In order for a wheelchair-user to fly on a commercial airline, he or she must relinquish their own wheelchair, transfer to an aisle chair, and then transfer to an airplane seat. This has been the standard procedure since the Air Carrier Access Act was first established in 1986. Over thirty years later, today some advocates feel it’s time for a change; and to that end the US Access Board is looking into the feasibility of using restraint systems — much like those on buses — on commercial aircraft, so that wheelchair-users can stay in their own wheelchairs for the duration of the flight.
The Access Board has enlisted the Transportation Research Board (TRB), which is part of the National Academy of Sciences, to conduct this assessment and issue a report. The Access Board and the TRB will also seek input from the Department of Transportation, aircraft manufacturers, air carriers and disability advocates during the course of this study.

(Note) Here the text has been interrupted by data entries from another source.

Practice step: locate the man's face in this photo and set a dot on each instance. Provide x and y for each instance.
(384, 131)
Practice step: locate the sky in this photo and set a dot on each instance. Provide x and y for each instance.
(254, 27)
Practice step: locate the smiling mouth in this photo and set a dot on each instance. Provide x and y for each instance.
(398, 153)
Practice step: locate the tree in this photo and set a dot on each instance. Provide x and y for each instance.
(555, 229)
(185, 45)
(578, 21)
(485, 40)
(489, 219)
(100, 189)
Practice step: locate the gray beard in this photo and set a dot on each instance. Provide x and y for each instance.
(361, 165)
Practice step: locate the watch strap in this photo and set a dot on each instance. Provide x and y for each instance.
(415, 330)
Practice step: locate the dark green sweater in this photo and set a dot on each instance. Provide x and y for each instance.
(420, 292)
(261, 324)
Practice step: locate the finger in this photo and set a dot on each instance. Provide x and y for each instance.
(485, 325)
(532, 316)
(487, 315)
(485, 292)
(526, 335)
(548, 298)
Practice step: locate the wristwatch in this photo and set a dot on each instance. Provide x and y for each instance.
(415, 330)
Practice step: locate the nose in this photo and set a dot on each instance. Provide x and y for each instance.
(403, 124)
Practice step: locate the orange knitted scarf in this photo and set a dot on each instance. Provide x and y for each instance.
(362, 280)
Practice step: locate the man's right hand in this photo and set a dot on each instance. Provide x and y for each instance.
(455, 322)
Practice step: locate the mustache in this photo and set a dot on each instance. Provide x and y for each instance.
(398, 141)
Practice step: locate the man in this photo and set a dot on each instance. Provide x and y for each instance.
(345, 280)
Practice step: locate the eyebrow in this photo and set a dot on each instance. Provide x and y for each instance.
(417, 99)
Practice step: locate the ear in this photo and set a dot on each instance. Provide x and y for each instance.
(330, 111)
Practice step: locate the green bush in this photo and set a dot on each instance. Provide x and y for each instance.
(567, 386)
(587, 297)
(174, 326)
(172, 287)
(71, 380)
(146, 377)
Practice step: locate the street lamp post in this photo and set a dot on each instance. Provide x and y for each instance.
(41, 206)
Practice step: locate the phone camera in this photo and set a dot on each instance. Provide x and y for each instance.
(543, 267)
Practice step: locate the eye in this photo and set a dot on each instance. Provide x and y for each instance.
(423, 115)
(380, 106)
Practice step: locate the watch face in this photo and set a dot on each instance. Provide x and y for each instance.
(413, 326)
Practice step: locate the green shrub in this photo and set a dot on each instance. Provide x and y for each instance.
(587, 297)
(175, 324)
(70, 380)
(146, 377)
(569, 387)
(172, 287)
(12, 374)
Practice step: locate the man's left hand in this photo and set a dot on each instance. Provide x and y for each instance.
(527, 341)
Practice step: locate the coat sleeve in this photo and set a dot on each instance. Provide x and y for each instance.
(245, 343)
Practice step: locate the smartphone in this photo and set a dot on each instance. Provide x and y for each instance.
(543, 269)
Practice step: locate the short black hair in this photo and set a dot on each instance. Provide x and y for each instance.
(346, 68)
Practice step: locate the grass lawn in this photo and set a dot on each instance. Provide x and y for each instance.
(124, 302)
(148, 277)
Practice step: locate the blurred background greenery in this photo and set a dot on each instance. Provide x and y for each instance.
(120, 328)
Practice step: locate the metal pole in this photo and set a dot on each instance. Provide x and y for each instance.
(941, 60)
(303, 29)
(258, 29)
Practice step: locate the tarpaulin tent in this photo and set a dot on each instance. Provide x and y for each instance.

The TRB will organize an expert panel which will include experts in aircraft manufacturing, aeronautics, aviation safety, accessibility, disability policy and airline operations, to assess the issue. They will examine the design, engineering, and safety requirements for equipping aircraft with locking or tiedown mechanisms; and if such restraint systems are found to be feasible, the panel will then assess how they can be used to accommodate passengers. The TRB is expected to submit their report to Congress by October 2021.
Says Access Board Executive Director David Capozzi, “The Board is eager to examine this issue which has the potential to make flying safer and more comfortable for thousands of people who use wheelchairs.”